A sense of urgency for direct engagement with the environment emerged in 2000 when she began designing public school gardens in collaboration with parents and students, "interrupting asphalt to create eco-systems". These multi-functional landscapes are also showcases for children's public art in wood, steel, mosaic. Since then the focus has broadened to include small scale structures, interactive installations, socially-engaged projects, and museum works in the US and in various countries throughout Latin America. Most recently she has been invited to collaborate with EcoViva and Asociacion Mangle (El Salvador) on a community mural series that celebrates their 26 years of environmental stewardship in the Lower Lempa watershed.

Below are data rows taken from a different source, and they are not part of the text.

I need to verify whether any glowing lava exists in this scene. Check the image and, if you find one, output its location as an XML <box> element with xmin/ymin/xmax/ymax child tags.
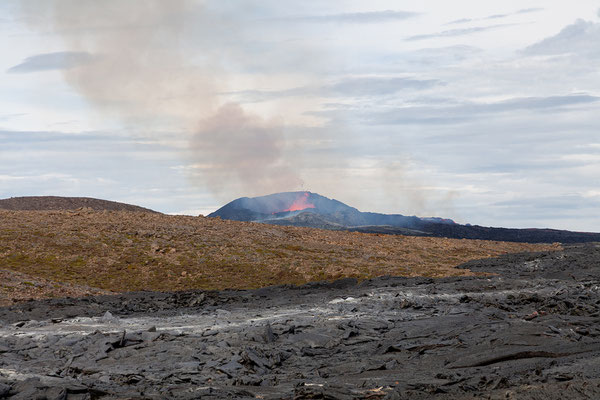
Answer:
<box><xmin>283</xmin><ymin>192</ymin><xmax>315</xmax><ymax>212</ymax></box>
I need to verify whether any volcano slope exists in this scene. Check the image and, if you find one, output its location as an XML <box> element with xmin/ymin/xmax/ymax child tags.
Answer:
<box><xmin>0</xmin><ymin>244</ymin><xmax>600</xmax><ymax>399</ymax></box>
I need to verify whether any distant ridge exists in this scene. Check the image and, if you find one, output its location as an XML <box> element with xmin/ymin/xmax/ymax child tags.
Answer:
<box><xmin>0</xmin><ymin>196</ymin><xmax>157</xmax><ymax>213</ymax></box>
<box><xmin>208</xmin><ymin>192</ymin><xmax>600</xmax><ymax>243</ymax></box>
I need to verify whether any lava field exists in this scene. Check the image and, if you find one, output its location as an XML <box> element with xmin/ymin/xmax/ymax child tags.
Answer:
<box><xmin>0</xmin><ymin>244</ymin><xmax>600</xmax><ymax>400</ymax></box>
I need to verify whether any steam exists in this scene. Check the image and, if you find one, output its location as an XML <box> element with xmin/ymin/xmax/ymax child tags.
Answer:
<box><xmin>192</xmin><ymin>104</ymin><xmax>302</xmax><ymax>196</ymax></box>
<box><xmin>12</xmin><ymin>0</ymin><xmax>301</xmax><ymax>198</ymax></box>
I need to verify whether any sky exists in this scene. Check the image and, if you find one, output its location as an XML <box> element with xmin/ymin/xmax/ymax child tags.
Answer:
<box><xmin>0</xmin><ymin>0</ymin><xmax>600</xmax><ymax>231</ymax></box>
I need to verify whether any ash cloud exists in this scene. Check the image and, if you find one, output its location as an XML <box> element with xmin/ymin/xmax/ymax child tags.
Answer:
<box><xmin>192</xmin><ymin>103</ymin><xmax>302</xmax><ymax>196</ymax></box>
<box><xmin>11</xmin><ymin>0</ymin><xmax>301</xmax><ymax>198</ymax></box>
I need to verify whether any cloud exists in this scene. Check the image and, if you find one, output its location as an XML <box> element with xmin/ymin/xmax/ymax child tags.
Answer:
<box><xmin>6</xmin><ymin>51</ymin><xmax>93</xmax><ymax>74</ymax></box>
<box><xmin>224</xmin><ymin>77</ymin><xmax>444</xmax><ymax>102</ymax></box>
<box><xmin>405</xmin><ymin>24</ymin><xmax>519</xmax><ymax>41</ymax></box>
<box><xmin>332</xmin><ymin>94</ymin><xmax>600</xmax><ymax>125</ymax></box>
<box><xmin>445</xmin><ymin>7</ymin><xmax>544</xmax><ymax>25</ymax></box>
<box><xmin>524</xmin><ymin>19</ymin><xmax>600</xmax><ymax>56</ymax></box>
<box><xmin>284</xmin><ymin>10</ymin><xmax>419</xmax><ymax>24</ymax></box>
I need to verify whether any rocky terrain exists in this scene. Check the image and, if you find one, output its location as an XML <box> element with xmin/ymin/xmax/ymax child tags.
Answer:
<box><xmin>0</xmin><ymin>196</ymin><xmax>156</xmax><ymax>213</ymax></box>
<box><xmin>0</xmin><ymin>209</ymin><xmax>558</xmax><ymax>304</ymax></box>
<box><xmin>209</xmin><ymin>192</ymin><xmax>600</xmax><ymax>243</ymax></box>
<box><xmin>0</xmin><ymin>244</ymin><xmax>600</xmax><ymax>400</ymax></box>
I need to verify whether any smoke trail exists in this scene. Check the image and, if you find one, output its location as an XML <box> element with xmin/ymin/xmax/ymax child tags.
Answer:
<box><xmin>12</xmin><ymin>0</ymin><xmax>301</xmax><ymax>197</ymax></box>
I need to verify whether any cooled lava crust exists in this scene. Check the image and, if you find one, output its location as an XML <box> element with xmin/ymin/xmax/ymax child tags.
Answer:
<box><xmin>0</xmin><ymin>244</ymin><xmax>600</xmax><ymax>400</ymax></box>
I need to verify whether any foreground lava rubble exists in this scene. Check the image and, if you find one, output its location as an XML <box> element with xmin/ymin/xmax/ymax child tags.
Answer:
<box><xmin>0</xmin><ymin>244</ymin><xmax>600</xmax><ymax>400</ymax></box>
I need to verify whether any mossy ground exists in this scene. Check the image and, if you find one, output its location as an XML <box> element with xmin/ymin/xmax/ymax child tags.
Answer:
<box><xmin>0</xmin><ymin>211</ymin><xmax>558</xmax><ymax>300</ymax></box>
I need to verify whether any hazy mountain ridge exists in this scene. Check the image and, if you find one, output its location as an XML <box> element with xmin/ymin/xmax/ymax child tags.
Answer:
<box><xmin>0</xmin><ymin>196</ymin><xmax>157</xmax><ymax>213</ymax></box>
<box><xmin>209</xmin><ymin>192</ymin><xmax>600</xmax><ymax>243</ymax></box>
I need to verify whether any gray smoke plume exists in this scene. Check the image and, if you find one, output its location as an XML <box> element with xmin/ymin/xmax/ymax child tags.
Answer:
<box><xmin>12</xmin><ymin>0</ymin><xmax>301</xmax><ymax>198</ymax></box>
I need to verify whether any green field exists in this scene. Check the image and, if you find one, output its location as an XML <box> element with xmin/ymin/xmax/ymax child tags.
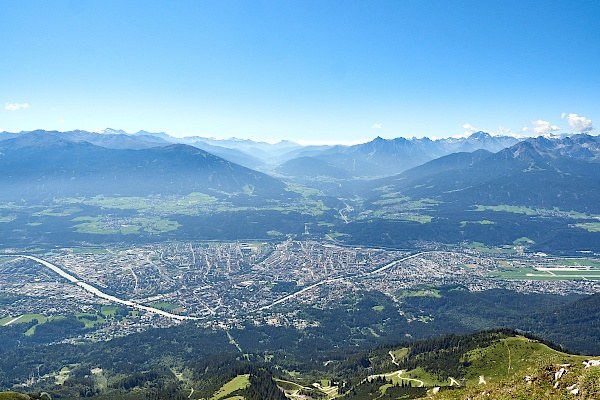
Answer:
<box><xmin>75</xmin><ymin>313</ymin><xmax>104</xmax><ymax>328</ymax></box>
<box><xmin>100</xmin><ymin>306</ymin><xmax>119</xmax><ymax>317</ymax></box>
<box><xmin>210</xmin><ymin>374</ymin><xmax>250</xmax><ymax>400</ymax></box>
<box><xmin>575</xmin><ymin>222</ymin><xmax>600</xmax><ymax>232</ymax></box>
<box><xmin>73</xmin><ymin>216</ymin><xmax>180</xmax><ymax>235</ymax></box>
<box><xmin>460</xmin><ymin>219</ymin><xmax>495</xmax><ymax>228</ymax></box>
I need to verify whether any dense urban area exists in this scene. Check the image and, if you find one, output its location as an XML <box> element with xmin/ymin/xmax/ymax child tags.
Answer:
<box><xmin>0</xmin><ymin>239</ymin><xmax>600</xmax><ymax>340</ymax></box>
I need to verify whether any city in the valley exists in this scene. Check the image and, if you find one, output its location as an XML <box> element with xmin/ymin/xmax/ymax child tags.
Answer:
<box><xmin>0</xmin><ymin>238</ymin><xmax>600</xmax><ymax>341</ymax></box>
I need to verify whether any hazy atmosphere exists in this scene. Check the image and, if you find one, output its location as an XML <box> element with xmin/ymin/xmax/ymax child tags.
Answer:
<box><xmin>0</xmin><ymin>0</ymin><xmax>600</xmax><ymax>142</ymax></box>
<box><xmin>0</xmin><ymin>0</ymin><xmax>600</xmax><ymax>400</ymax></box>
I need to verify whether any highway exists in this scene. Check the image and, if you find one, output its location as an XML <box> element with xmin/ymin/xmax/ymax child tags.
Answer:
<box><xmin>11</xmin><ymin>255</ymin><xmax>200</xmax><ymax>321</ymax></box>
<box><xmin>257</xmin><ymin>251</ymin><xmax>426</xmax><ymax>311</ymax></box>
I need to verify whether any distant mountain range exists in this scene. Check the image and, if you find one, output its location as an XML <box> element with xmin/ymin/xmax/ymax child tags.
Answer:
<box><xmin>372</xmin><ymin>134</ymin><xmax>600</xmax><ymax>213</ymax></box>
<box><xmin>0</xmin><ymin>131</ymin><xmax>289</xmax><ymax>200</ymax></box>
<box><xmin>0</xmin><ymin>128</ymin><xmax>520</xmax><ymax>179</ymax></box>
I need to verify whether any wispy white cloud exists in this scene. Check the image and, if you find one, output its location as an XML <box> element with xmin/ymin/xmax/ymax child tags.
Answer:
<box><xmin>463</xmin><ymin>124</ymin><xmax>479</xmax><ymax>133</ymax></box>
<box><xmin>496</xmin><ymin>126</ymin><xmax>516</xmax><ymax>137</ymax></box>
<box><xmin>561</xmin><ymin>113</ymin><xmax>594</xmax><ymax>133</ymax></box>
<box><xmin>4</xmin><ymin>103</ymin><xmax>29</xmax><ymax>111</ymax></box>
<box><xmin>452</xmin><ymin>124</ymin><xmax>479</xmax><ymax>139</ymax></box>
<box><xmin>521</xmin><ymin>119</ymin><xmax>560</xmax><ymax>135</ymax></box>
<box><xmin>4</xmin><ymin>103</ymin><xmax>29</xmax><ymax>111</ymax></box>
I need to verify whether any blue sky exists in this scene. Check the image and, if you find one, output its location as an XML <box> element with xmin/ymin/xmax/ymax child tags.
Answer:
<box><xmin>0</xmin><ymin>0</ymin><xmax>600</xmax><ymax>141</ymax></box>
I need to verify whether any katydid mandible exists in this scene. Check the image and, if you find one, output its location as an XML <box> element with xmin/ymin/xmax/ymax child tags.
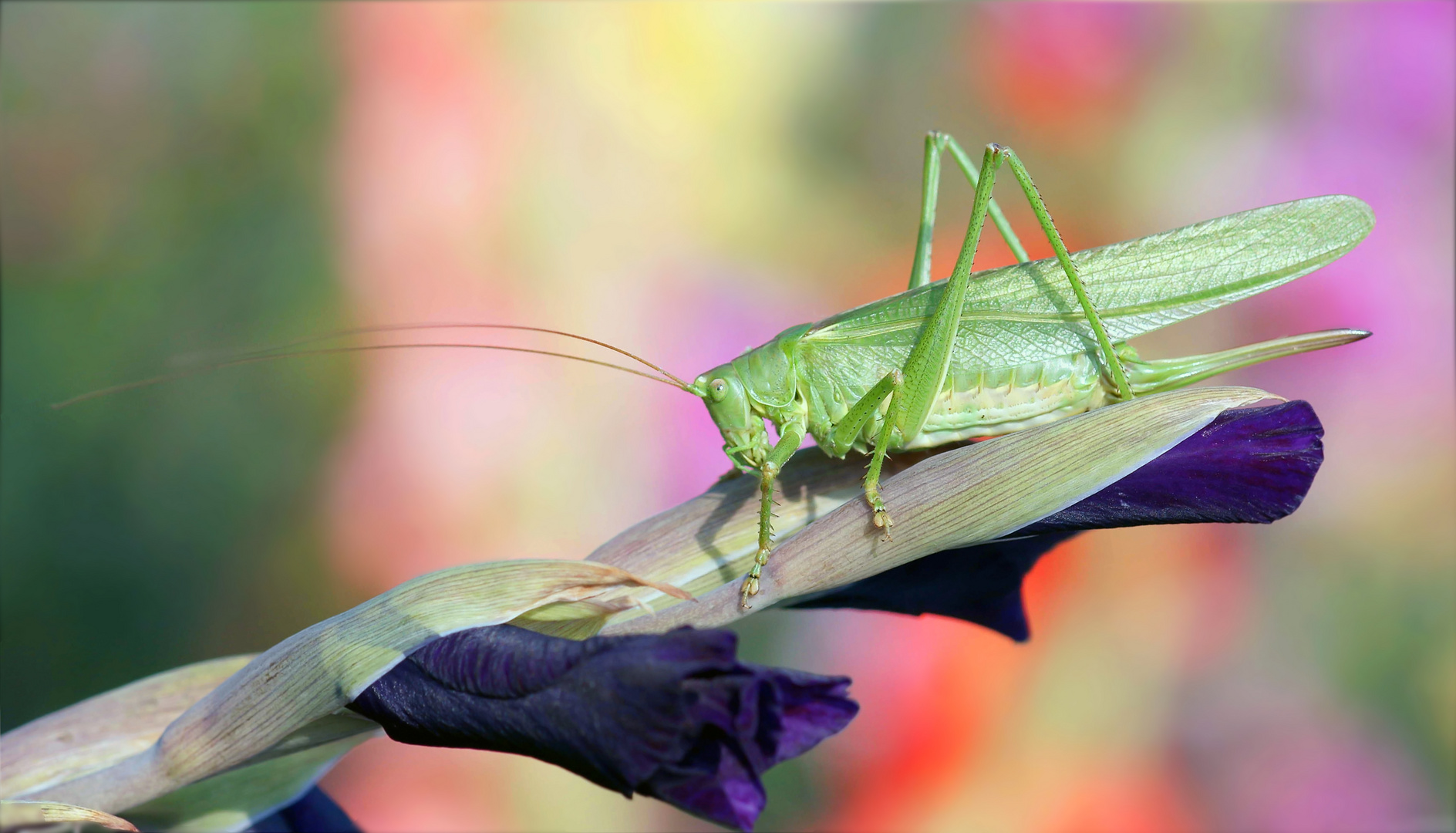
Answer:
<box><xmin>56</xmin><ymin>133</ymin><xmax>1374</xmax><ymax>607</ymax></box>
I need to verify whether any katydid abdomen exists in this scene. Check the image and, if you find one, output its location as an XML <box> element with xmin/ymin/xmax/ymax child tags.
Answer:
<box><xmin>792</xmin><ymin>329</ymin><xmax>1369</xmax><ymax>456</ymax></box>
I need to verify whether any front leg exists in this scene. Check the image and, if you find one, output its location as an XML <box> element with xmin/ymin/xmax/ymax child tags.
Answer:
<box><xmin>830</xmin><ymin>369</ymin><xmax>904</xmax><ymax>540</ymax></box>
<box><xmin>738</xmin><ymin>423</ymin><xmax>804</xmax><ymax>610</ymax></box>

Elder was also an Adjunct Professor with the Engage program at The Center for Art + Pubic Life, California College of Art (2005-2016). She led student groups in the field, training them in the development and execution of design-build projects. All work was rooted in community collaborations with non-profit organizations.
As "best practices" for the environment keep evolving, Elder continues to refresh and extend her knowledge of this complex and technical field through continuing education.
PUBLICATIONS
Featured in the following anthologies
2018 Design as Democracy, Techniques for Collective Creativity,
Edited by De La Pena et al., Island Press
2014 Glance Magazine, CCA, Fall, 2014
2012 Trees: Do Not Destroy, Catalogue, Jewish Contemporary Museum, SF, CA
2010 Asphalt to Ecosystems, School Yard Transformation, Ed.Sharon Danks, New Village Press
2010 Urban Homesteading, Kaplan and and Blume, Skyhorse Press
SELECTED AWARDS
NEA Interdisciplinary Arts (1983, 1984, 1988)
Eureka Fellowship for Sculpture (1989)
Isadora Duncan Award, Best Visual Design (1987, 1990, 2000/01)
Potrero Nuevo Environmental Award (2001, 2004, 2005)
RECENT EXHIBITIONS/INSTALLATIONS
2017 XO, Randee Paufve and Dancers, Joe Goode Performance Space, SF, CA
2016 Piso 35, Violeta Luna, perfomer, Counterpulse Theater, SF, CA
2015 Erasing Time, Sara Shelton Mann and Dancers, Yerba Buena Center, SF, CA
RECENT SPECIAL EVENTS
2018 ASLO Science Conference, Victoria, BC, Canada
Co-organizer and presenter: Artists' Group
2017 Water Residency, Santa Fe Art Institute
RECENT PUBLIC COLLECTIONS
2016 Oakland Museum of Art, "Off Limits" as part of the Marion Gray series
Articles and reviews about her work have appeared in Public Art Review, ArtForum, ArtWeek, Dance Magazine, High Performance, SF Chronicle, SF Bay Guardian and other US press.